Director: C Prem Kumar
When a movie is based on a day’s event and follows the plot closely, every minute counts. Such movies are rarely translated well on to screens and this time, Tamil cinema has done it albeit with a few fluke moves.
‘96’ follows the story of the lead Ram (Vijay Sethupathy) and his high school romance with Jaanu (Trisha) and what happens 20 years after. Ram is now a successful travel photographer and Jaanu is well, married with a child in Singapore. The movie begins with the introduction of the hero and his now somber life, a life full of travel and adventure but no companion to share it with. On the way to a photography expedition, Ram happens to chance upon the school he had attended as a child and that spirals a series of events commencing from arranging for a reunion.
The reunion is a huge success and Jaanu arrives. When the two former lovers meet, the scene is devoid of music which one can presume as an experimental move well paid off. The movie then rotates back and forth between flashback and present and sets the tone of characters and their intense romance making the viewer invest in the character’s emotions. However, if one were cynical towards high school love, the movie can seem over the top in trying to look cutesy infused with very sappy romance.

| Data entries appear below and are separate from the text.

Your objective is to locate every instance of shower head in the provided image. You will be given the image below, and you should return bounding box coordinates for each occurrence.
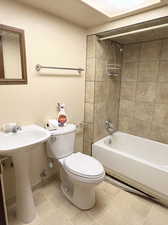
[111,42,123,52]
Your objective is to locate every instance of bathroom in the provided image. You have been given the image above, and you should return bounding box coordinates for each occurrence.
[0,0,168,225]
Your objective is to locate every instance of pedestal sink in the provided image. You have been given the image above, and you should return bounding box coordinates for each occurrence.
[0,125,50,224]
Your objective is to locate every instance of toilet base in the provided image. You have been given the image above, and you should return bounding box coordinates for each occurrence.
[61,181,96,210]
[59,166,97,210]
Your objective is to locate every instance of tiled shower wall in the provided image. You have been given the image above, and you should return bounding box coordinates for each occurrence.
[83,35,121,155]
[119,39,168,144]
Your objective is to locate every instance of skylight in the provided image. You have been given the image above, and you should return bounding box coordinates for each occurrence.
[82,0,161,17]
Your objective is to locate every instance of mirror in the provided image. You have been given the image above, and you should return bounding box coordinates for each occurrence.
[0,25,27,84]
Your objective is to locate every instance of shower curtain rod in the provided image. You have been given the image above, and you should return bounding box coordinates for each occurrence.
[99,23,168,41]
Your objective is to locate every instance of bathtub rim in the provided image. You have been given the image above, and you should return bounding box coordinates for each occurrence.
[93,132,168,173]
[94,131,168,148]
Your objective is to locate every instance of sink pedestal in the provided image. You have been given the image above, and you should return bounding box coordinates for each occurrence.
[13,150,36,224]
[0,125,50,223]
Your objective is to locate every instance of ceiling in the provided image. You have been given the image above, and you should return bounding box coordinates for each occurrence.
[15,0,109,28]
[15,0,167,28]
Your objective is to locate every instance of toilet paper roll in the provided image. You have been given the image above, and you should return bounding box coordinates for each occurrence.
[2,123,17,132]
[45,119,58,130]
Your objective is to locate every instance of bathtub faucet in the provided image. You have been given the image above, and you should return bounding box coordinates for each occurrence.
[105,120,117,135]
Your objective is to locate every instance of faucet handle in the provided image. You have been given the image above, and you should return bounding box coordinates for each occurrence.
[105,120,114,128]
[105,120,117,135]
[12,125,22,133]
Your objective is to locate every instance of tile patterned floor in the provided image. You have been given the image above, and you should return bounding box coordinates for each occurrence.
[8,180,168,225]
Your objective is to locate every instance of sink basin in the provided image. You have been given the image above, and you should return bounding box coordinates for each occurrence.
[0,124,50,153]
[0,124,50,224]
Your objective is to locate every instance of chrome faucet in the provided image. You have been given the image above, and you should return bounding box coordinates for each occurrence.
[105,120,117,135]
[12,125,22,133]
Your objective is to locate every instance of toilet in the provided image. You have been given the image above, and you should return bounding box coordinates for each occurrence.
[46,124,105,209]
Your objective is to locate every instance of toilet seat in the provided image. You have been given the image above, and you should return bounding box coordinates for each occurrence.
[63,152,105,179]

Post interval, the director pretty much plays a game of cat and mouse with the viewer to see if one can correctly predict the next scene. Expect a lot of twists and turns and the movie goes steady avoiding all of them to seem like the most pragmatic plot ever. The one scene, a replication of ‘La La Land’ alternate climax concept if you will, puts a tear in every eye at the movie theatre, as Jaanu explains what could have been with an alternate past theory. The climax heavily relies on how we perceive compromises, ambition, and emotions thus it is tough to exactly point out and say whether it is a happy ending or not.
Music by Govind Vasanth (Thaikkadum Bridge) is brilliant but seems jammed in every corner possible, waiting to burst at the seams. Direction by C Prem Kumar is swell and makes us reminiscence the days of his earlier blockbuster with Sethupathy, ‘Naduvula Konjam Pakkatha Kanom’. If the movie were to be acclaimed in any way it would purely be for the extraordinary performances of each and every one in the movie. The casting gets major brownie points for working together like a well oiled machine so much so that, not even one person who had screen time seems out of place. Viewers are definitely left rooting for at least one of the leads bagging a National Award for the year. Overall a roller-coaster of a film but unless one has been in over-the-top-I-will-die-for-you-type-of-romance, one cannot relate, at all!